TULSA — Oklahomans have an opportunity to tell an overreaching federal government to back off by voting for a state question that would allow the state constitution to forbid U.S. regulations that force people to buy health insurance, former Alaska Gov. Sarah Palin told an appreciative crowd Wednesday night.
"It's your chance to send Washington a message that you've had enough," Palin, a Republican, told those attending the Oklahoma Council of Public Affairs Liberty Gala at the Tulsa Convention Center. Close to 1,000 attended, said a spokesman for the Oklahoma City-based conservative think tank.
Palin was referring to State Question 756, which would amend the state constitution. It is on the Nov. 2 ballot.
Palin also encouraged the crowd to support U.S., Rep. Mary Fallin, R-Oklahoma City, in her bid for governor.
Palin and U.S. Sen. John McCain, R-Ariz., who headed up the 2008 GOP presidential and vice presidential ticket that won all of Oklahoma's 77 counties, endorsed Fallin earlier this year. Fallin was among more than a dozen Republican elected officials in attendance.
About 20 protesters were outside the Tulsa Convention Center about 30 minutes before the dinner started.
But inside, the crowd showed its appreciation by applauding and cheering her.
"We love you," one man yelled after Palin finished her nearly hourlong speech.
Palin criticized Democratic President Barack Obama for his policies that she said increased deficit spending and increased the federal government's control.
"This march toward socialism changes us as a free people," she said, saying it makes people more dependent on the federal government.
Obama's health care plan, which passed earlier this year, should be repealed and replaced, she said to applause.
Obama's plan, intended to make health care accessible to more Americans when it fully takes effect in 2014, appears to be a failure, Palins aid.
More doctors are leaving the health care system, and insurance premiums have increased, along with health care cost, she said.
Palin also criticized Obama and the Democratic-controlled Congress for approving a $787 billion stimulus package of spending projects and tax cuts designed to jump-start the economy.

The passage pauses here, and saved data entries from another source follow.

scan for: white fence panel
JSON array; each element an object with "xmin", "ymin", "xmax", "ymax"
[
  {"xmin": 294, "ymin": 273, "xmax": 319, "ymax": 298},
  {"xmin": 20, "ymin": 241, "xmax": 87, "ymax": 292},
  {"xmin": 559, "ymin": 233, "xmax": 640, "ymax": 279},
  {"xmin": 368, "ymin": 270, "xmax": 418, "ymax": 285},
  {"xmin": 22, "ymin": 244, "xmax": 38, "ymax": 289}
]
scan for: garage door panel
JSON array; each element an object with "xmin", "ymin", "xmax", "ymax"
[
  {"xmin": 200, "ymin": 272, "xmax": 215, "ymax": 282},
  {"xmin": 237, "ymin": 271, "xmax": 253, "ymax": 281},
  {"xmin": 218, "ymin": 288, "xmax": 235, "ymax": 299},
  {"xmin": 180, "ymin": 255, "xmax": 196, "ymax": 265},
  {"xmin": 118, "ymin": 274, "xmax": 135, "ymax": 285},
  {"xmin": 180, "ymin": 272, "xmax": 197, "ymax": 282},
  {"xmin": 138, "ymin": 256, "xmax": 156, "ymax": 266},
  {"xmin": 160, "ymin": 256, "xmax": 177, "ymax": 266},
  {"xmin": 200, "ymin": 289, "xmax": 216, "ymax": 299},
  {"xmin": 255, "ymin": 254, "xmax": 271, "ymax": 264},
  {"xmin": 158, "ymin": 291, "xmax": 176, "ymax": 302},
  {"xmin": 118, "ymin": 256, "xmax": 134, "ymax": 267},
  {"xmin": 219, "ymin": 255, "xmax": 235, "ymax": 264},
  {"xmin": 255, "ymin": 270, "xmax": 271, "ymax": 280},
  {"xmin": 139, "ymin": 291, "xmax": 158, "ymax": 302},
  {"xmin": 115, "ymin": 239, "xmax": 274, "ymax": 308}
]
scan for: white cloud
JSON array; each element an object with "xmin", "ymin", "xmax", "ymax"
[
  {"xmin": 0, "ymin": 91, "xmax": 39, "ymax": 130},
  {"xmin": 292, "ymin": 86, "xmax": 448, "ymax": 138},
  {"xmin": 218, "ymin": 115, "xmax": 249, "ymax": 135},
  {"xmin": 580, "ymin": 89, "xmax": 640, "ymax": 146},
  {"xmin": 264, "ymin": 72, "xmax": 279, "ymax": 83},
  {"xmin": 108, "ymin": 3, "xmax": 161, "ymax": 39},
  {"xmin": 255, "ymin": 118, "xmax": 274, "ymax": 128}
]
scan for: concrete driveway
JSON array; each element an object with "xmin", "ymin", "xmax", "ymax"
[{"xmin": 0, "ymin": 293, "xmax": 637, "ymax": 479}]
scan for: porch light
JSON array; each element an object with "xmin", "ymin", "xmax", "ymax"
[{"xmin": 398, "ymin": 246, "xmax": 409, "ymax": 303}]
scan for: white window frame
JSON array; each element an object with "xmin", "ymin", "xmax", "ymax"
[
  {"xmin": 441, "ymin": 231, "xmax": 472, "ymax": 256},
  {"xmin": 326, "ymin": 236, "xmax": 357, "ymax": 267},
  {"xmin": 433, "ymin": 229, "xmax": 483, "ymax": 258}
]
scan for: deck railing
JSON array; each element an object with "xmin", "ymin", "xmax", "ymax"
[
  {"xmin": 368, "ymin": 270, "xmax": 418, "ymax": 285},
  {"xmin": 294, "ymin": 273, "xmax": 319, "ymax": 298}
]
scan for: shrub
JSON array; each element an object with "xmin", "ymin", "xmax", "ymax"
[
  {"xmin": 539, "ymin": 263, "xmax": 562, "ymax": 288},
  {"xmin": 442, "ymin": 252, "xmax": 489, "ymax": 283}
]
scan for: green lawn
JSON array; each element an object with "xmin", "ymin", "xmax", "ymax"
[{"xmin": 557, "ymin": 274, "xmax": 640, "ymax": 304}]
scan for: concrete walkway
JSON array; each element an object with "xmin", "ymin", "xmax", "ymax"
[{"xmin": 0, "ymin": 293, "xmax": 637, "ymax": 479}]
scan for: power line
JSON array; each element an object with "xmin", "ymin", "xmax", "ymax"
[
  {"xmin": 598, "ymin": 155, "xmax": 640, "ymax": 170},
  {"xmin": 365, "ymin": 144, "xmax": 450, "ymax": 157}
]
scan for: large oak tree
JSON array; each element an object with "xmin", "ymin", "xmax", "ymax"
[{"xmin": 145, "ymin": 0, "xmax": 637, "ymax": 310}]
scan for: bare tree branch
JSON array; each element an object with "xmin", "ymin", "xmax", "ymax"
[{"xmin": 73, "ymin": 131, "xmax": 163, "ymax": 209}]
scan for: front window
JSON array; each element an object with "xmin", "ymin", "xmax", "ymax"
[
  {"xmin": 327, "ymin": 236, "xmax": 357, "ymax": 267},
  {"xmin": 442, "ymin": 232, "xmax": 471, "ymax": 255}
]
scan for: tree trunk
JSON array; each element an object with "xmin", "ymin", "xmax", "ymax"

The program is not working, she said, saying it was intended to reduce unemployment, which is about 10 percent, to 8 percent.
"They're already looking at the son of stimulus," she said.
"It didn't end up stimulating anything except the two-party movement."
Palin said Obama was wrong to use federal money to bail out private companies, such as auto manufacturers.
"By and large, let the government get out of the way of the private sector," she said. "Don't bail it out if it fails."
She said was encouraged by Tuesday night's upset victory of Christine O'Donnell, whom she supported in the Delaware U.S. Senate race.
Of the 36 candidates facing contested primaries that she has endorsed, 25 have won for a win ratio of nearly 70 percent.
She called for Republicans to set aside their differences in the primaries and focus on defeating candidates of the Democratic Party, which Palin called a "weakened, leftist party."
"It is time now for unity ... and set aside the internal struggles," Palin said.
Angie LaPlante, vice chairman of the Oklahoma Republican Party, drove from Edmond to hear Palin.
She saw her speak at the 2008 Republican National Convention in St. Paul, Minn., and at the Norman book-signing, where she got to shake Palin's hand and get her to sign her book.
"I like to hear what she has to say and her take on the political arena," LaPlante said. "She's very charismatic."